One important category of travellers will be spared the extra journey, though - those travelling to Rome, most of whom just happen to be customers of the national carrier, Alitalia. Nine other European airlines have cried foul and the row has embroiled the Italian premier, Romano Prodi, and the European Transport Commissioner, Neil Kinnock.

With the issue still deadlocked the European Commission warned yesterday that Italy has a week to negotiate a settlement or face a formal declaration that it is breaking European Union law. One source said it could mean "chaos" at Linate on 25 October, with foreign airlines refusing to move.

Behind the bust-up lie the cut-throat economics of the European airline business. Air travel has expanded and Linate, with its single runway, last year handled more than 14 million passengers, making the case for a new, northern Italian hub unanswerable.

For the new airport at Malpensa to become viable, the airport - built with European aid - needs traffic, hence the Italians' desire to shift airlines to it.

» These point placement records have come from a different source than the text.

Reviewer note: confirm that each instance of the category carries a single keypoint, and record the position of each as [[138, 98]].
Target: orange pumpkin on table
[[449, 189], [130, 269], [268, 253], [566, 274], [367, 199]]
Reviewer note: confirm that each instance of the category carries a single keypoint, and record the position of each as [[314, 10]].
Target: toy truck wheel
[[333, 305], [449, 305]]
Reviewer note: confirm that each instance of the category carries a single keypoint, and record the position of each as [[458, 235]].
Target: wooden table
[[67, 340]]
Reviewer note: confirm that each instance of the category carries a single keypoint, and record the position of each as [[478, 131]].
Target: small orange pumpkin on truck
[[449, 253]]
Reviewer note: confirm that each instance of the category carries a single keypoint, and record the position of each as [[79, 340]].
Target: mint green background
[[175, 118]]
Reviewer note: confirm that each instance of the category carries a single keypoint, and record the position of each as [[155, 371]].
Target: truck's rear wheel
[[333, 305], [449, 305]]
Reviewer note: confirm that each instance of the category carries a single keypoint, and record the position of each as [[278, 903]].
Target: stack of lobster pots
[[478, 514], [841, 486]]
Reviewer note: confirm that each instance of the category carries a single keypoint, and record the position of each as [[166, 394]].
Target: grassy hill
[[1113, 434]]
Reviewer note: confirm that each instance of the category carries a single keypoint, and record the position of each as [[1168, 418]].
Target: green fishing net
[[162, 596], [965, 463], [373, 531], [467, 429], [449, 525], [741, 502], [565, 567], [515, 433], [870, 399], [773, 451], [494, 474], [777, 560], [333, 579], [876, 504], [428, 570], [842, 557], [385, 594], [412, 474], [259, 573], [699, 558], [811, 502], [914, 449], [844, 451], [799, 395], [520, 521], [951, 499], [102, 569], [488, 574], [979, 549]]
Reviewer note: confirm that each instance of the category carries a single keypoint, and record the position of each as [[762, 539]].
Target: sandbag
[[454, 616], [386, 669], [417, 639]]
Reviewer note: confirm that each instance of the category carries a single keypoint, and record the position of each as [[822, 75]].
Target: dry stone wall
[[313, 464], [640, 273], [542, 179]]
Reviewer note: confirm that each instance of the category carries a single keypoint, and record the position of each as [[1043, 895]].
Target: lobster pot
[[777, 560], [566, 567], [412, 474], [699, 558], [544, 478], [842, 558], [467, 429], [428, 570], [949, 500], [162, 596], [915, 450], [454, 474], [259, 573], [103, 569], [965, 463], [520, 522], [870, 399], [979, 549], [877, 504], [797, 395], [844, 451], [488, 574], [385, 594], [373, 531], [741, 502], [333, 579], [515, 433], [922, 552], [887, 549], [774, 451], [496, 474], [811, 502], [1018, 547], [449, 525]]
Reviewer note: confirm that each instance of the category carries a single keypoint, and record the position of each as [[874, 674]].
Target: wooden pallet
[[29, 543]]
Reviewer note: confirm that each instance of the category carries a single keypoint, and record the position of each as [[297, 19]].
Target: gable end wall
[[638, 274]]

But the promised Malpensa Express rail link has yet to begin service and work on widening the main road artery is also behind schedule.

Moreover, the Italian government's rules on who can stay at Linate have caused consternation by favouring only carriers on the most popular route, that with 2 million passengers a year. In practice, it means that flights only to Rome's Fiumincino are guaranteed a place, giving Alitalia, which dominates the route, the advantageof being able to feed its hub in Rome from Linate.

Rival airlines, including British Airways, Sabena, Lufthansa, Air France and SAS say they stand to lose out. Many of Milan's well-heeled business travellers take a short flight from Linate to connect to intercontinental flights from other European airports.

In the aviation industry, yesterday's Commission verdict, expected to rule against the Italian authorities, was as eagerly awaited as some of Linate's fog-bound arrivals. In the event, Mr Kinnock said that although the Commission had decided Italy was acting against European law, formal adoption of this decision would be delayed for a week.